Water stains show up as white or light-colored rings or clouds. The light color is a sign that the moisture hasn’t reached the actual wood; rather, it’s trapped within the wood’s finish. (It’s when the stain is black or dark-colored that you have a real problem and should either refinish the piece yourself or consult a pro.)
If the damage has already been done, and you now have to figure out how to remove water stains from wood, don’t be discouraged. Many have been there before you and successfully eliminated—or at least made significantly less visible—the unsightly marks that moisture can leave in its wake. What follows are details on the three approaches that we and others have found to be the most effective. You may need to work through a bit of trial and error before discovering the trick that works in your case. Be patient, and good luck!
METHOD 1: Iron water stains out of wood tables.
As with most stains, it helps to act quickly. If the water stain has been there for only a few days, use the heat in this method to evaporate all traces of moisture.
- Empty your clothes iron of all the water inside, then bring it into the room with the affected piece of furniture.
- Plug in the iron, then lay a cotton napkin, towel, or T-shirt over the stain.
- With the iron set on its lowest setting, apply it briefly to the fabric before lifting the cloth to see if the water ring has diminished.
- Repeat until (we hope) the white water stain has disappeared.
Alternatively, you can try using a hairdryer to achieve the same effect. Move the dryer back and forth over the area for about 10 minutes until the moisture evaporates.
METHOD 2: Use mayonnaise to remove water stains from wood.
Assuming Method 1 gets no results, it’s worthwhile to experiment with what may at first sound like an odd thing to put on furniture: mayonnaise. The oil in the mayonnaise should seep into the finish, displacing the lodged moisture.
- Dab a bit of mayonnaise onto a rag, then gently apply it directly to the water-stained area. (Start with the least conspicuous damage as a test before addressing an entire tabletop this way.)
- Let the mayonnaise sit on the water ring for at least a few hours or as long as overnight, reapplying if the initial coating dries out. If there’s no mayonnaise in your fridge, petroleum jelly may be used as a substitute problem-solver.
- Wipe away with a clean cloth.
If you’re seeing some results but wish the remedy packed a little extra punch, consider adding a dash of cigarette or fireplace ashes to the mayonnaise. The penetrating power of oil works best when combined with the abrasiveness of ashes.
Note: If the water stain on the wood surface is several weeks or months old, there may not be moisture left to displace. Proceed to the next method for one more potential DIY fix.
METHOD 3: Scrub away water rings with white toothpaste.
If the above methods have gotten you nowhere, walk to your bathroom, reach into the medicine cabinet, and pull out a tube of toothpaste—but not just any toothpaste. You’ll need the white, non-gel variety.

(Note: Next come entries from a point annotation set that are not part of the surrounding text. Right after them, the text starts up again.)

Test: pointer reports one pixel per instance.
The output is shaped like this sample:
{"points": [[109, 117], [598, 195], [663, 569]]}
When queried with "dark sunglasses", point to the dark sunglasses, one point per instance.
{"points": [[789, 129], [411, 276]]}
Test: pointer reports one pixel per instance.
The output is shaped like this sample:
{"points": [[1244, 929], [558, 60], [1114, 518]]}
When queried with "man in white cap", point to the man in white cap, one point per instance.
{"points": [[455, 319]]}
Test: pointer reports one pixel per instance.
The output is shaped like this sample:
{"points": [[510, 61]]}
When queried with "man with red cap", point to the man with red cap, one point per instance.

- Squeeze white toothpaste onto a rag.
- Massage the toothpaste onto the water stain, starting in the most inconspicuous spot available.
- Scrub lightly for less than a minute. You shouldn’t need to scrub hard or for very long to see results.
To avoid causing any further damage to the furniture in question, it’s best to concentrate your efforts only on the affected portions, because the toothpaste can wear away the finish.
Even if the water stains on the wood surface aren’t completely gone, these methods may have at least lightened them enough to be less noticeable. The ace up your sleeve is that, if all else fails, you can always sand the furniture down to bare wood and refinish it. (If you’re dealing with a prized piece, you may want to consult a pro.) Then, keep coasts handy to prevent similar damage in the future.